Methods Here we investigated the impact of non-steroidal anti-inflammatory drugs (NSAIDs) on the efficacy of ACT in multiple preclinical models. Mice with established B-cell lymphoma received various combinations of preconditioning chemotherapy, infusion of suboptimal dose of tumor-reactive T cells, and administration of eithor indomethacin (indo, a COX-inhibitory NSAID) or ADT-030 (a non-COX-inhibitory novel NSAID). Donor T cells used in the ACT models included CD4+ T cells expressing a tumor-specific T cell receptor (TCR) and T cells engineered to express CD19CAR. Mice were monitored for tumor growth and survival. The effects of indo on donor T cell phenotype and function were evaluated. The molecular mechanisms by which the selected NSAID shapes the outcome of ACT were investigated.

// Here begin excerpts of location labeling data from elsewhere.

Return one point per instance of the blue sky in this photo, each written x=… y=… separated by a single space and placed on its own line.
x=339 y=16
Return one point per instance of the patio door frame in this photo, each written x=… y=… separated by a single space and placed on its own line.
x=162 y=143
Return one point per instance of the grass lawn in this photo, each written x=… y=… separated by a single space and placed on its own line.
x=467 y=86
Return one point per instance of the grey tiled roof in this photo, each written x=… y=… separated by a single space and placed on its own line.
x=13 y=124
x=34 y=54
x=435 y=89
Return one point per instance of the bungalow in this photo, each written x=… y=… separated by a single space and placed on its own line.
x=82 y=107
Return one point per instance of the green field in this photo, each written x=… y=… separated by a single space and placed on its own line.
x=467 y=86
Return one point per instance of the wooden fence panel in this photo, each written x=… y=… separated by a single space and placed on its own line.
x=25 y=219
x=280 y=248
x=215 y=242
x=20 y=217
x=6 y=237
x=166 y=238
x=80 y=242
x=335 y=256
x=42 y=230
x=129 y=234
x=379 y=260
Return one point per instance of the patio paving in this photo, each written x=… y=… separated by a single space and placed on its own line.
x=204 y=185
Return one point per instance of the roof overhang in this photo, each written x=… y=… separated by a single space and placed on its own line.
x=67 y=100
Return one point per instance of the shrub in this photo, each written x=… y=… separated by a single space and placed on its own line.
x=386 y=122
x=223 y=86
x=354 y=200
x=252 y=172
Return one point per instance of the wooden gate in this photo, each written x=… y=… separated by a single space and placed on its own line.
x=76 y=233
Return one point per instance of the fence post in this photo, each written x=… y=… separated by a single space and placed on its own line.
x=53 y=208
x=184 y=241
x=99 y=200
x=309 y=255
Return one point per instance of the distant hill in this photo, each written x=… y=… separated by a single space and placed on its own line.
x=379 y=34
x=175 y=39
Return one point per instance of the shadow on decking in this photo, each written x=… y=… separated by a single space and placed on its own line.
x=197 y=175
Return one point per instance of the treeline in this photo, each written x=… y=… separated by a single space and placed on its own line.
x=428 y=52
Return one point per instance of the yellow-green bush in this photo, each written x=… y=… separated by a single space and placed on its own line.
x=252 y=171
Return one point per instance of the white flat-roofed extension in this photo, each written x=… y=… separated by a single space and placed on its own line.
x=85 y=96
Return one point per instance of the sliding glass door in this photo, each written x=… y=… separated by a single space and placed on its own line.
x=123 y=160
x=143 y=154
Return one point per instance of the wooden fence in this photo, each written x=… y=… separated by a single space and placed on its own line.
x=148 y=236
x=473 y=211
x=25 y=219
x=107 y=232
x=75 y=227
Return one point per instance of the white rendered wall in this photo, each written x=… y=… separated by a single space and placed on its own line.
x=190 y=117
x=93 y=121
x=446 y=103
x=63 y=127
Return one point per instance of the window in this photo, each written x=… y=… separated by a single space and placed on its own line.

Results ACT coupled with indo administration led to improved tumor growth control and prolonged mouse survival. Indo did not affect the activation status and tumor infiltration of the donor T cells. Moreover, the beneficial effect of indo in ACT did not rely on its inhibitory effect on the immunosuppressive COX2/PGE2 axis. Instead, indo-induced oxidative stress boosted the expression of death receptor 5 (DR5) in tumor cells, rendering them susceptible to donor T cells expressing TNF-related apoptosis-inducing ligand (TRAIL). Furthermore, the ACT-potentiating effect of indo was diminished against DR5-deficient tumors, but was amplified by donor T cells engineered to overexpress TRAIL.

Conclusions Our results demonstrate that the pro-oxidative property of NSAIDs can be exploited to enhance death receptor signaling in cancer cells, providing rationale for combining NSAIDs with genetically modified T cells to intensify tumor cell killing through the TRAIL-DR5 axis.

Ethics Approval All animal experiments and procedures were performed in accordance with the institutional protocol and were approved by the Institutional Animal Care and Use Committee (IACUC) of Augusta University.